Il decennale dello spazio culturale a Perugia tra polemiche
Il progetto culturale Edicola 518 taglia oggi il traguardo dei dieci anni di attività nel cuore del centro storico di Perugia. L’iniziativa, nata dal basso un decennio fa, ha progressivamente trasformato il tessuto urbano circostante attraverso un percorso di rigenerazione che ha saputo unire editoria, socialità e ricerca artistica.
Il traguardo dei dieci anni
La celebrazione del decennale rappresenta un momento di svolta per una realtà che nel tempo ha ampliato i propri confini fisici e concettuali, affiancando alla storica rivendita di riviste indipendenti lo spazio commerciale del Paradiso e il punto di aggregazione Quasi 518, dedicato alla socialità e alla valorizzazione del gusto. Le celebrazioni ufficiali si svolgono regolarmente nella giornata odierna, richiamando cittadini e appassionati nonostante le condizioni meteorologiche avverse.
La polemica sull’opera d’arte
Le giornate di vigilia dell’evento, scrive Tommaso Bori assessore regionale, sono state tuttavia segnate da alcune controversie sollevate da una cerchia ristretta di osservatori. Al centro della disputa si trova il nuovo murales realizzato per l’occasione dall’artista di fama internazionale Nico Alessandrini. L’opera raffigura la testa mozzata di Sant’Ercolano, un’immagine che ha suscitato contestazioni e interpretazioni divergenti all’interno del dibattito pubblico locale. Alcuni esponenti hanno cercato di attribuire all’iconografia significati e parallelismi legati alla storia politica della destra, innescando una polemica che gli organizzatori e i sostenitori del progetto hanno immediatamente definito sterile e priva di fondamento oggettivo.

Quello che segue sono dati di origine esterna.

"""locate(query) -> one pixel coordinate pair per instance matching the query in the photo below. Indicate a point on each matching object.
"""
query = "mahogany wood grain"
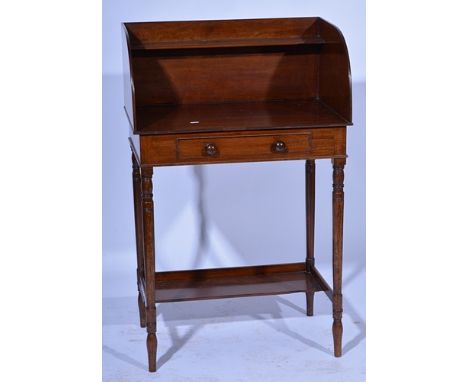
(176, 34)
(171, 149)
(334, 77)
(234, 282)
(228, 91)
(238, 116)
(338, 208)
(310, 229)
(149, 248)
(138, 235)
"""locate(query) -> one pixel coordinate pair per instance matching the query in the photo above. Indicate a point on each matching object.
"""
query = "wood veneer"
(227, 91)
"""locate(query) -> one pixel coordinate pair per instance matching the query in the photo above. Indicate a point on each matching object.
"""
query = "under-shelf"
(236, 116)
(236, 282)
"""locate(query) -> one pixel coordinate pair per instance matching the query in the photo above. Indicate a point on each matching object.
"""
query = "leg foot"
(338, 206)
(142, 310)
(310, 303)
(151, 344)
(337, 336)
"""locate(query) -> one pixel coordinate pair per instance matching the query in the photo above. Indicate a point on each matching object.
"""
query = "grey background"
(230, 215)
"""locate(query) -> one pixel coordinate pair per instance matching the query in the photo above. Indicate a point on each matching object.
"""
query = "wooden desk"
(202, 92)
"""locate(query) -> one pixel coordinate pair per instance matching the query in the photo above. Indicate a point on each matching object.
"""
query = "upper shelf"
(223, 33)
(235, 75)
(227, 43)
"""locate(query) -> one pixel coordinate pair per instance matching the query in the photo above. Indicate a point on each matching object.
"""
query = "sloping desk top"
(226, 91)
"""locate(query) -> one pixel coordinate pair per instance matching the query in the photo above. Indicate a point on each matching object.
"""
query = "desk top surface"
(238, 116)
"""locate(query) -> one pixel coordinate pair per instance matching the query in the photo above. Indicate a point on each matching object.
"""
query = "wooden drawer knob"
(210, 149)
(278, 147)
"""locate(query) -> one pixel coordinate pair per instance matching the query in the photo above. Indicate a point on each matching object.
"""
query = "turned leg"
(139, 236)
(310, 228)
(149, 260)
(338, 206)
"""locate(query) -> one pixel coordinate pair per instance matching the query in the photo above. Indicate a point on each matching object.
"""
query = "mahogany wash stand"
(202, 92)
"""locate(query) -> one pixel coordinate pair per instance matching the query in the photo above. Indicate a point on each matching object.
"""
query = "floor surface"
(246, 339)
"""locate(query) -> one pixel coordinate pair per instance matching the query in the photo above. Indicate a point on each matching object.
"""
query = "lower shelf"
(237, 282)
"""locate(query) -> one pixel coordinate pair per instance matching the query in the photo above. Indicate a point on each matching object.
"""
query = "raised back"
(206, 62)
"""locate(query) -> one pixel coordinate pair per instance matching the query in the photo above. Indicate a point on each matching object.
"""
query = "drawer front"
(243, 147)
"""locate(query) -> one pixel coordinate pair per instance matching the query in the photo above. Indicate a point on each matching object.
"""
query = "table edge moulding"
(231, 91)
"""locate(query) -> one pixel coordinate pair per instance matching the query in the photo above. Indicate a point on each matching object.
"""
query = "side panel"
(129, 88)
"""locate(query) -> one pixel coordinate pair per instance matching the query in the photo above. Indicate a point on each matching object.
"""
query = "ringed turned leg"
(338, 207)
(310, 230)
(149, 259)
(137, 207)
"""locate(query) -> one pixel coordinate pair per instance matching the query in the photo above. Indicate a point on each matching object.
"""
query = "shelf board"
(236, 282)
(227, 43)
(239, 116)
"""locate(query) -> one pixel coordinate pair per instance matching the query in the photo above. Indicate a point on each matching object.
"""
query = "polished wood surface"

Il legame con l’agiografia ufficiale
I promotori dell’evento hanno chiarito la natura strettamente storica e religiosa dell’illustrazione, respingendo qualsiasi tipo di retropensiero politico. L’opera di Alessandrini si collega infatti in modo diretto all’agiografia ufficiale del patrono di Perugia. La testa raffigurata evoca precisamente l’episodio del martirio di Sant’Ercolano, decapitato per ordine del re degli Ostrogoti durante l’assedio della città. Il dipinto sorge non a caso di fronte alle scalette e alla chiesa che portano il nome del santo, nel punto esatto in cui, secondo la tradizione storica, rotolò il capo del martire dopo l’esecuzione. L’intervento artistico si configura quindi come un recupero della memoria storica locale, mirato a stimolare una discussione costruttiva e culturale che superi le strumentalizzazioni personali.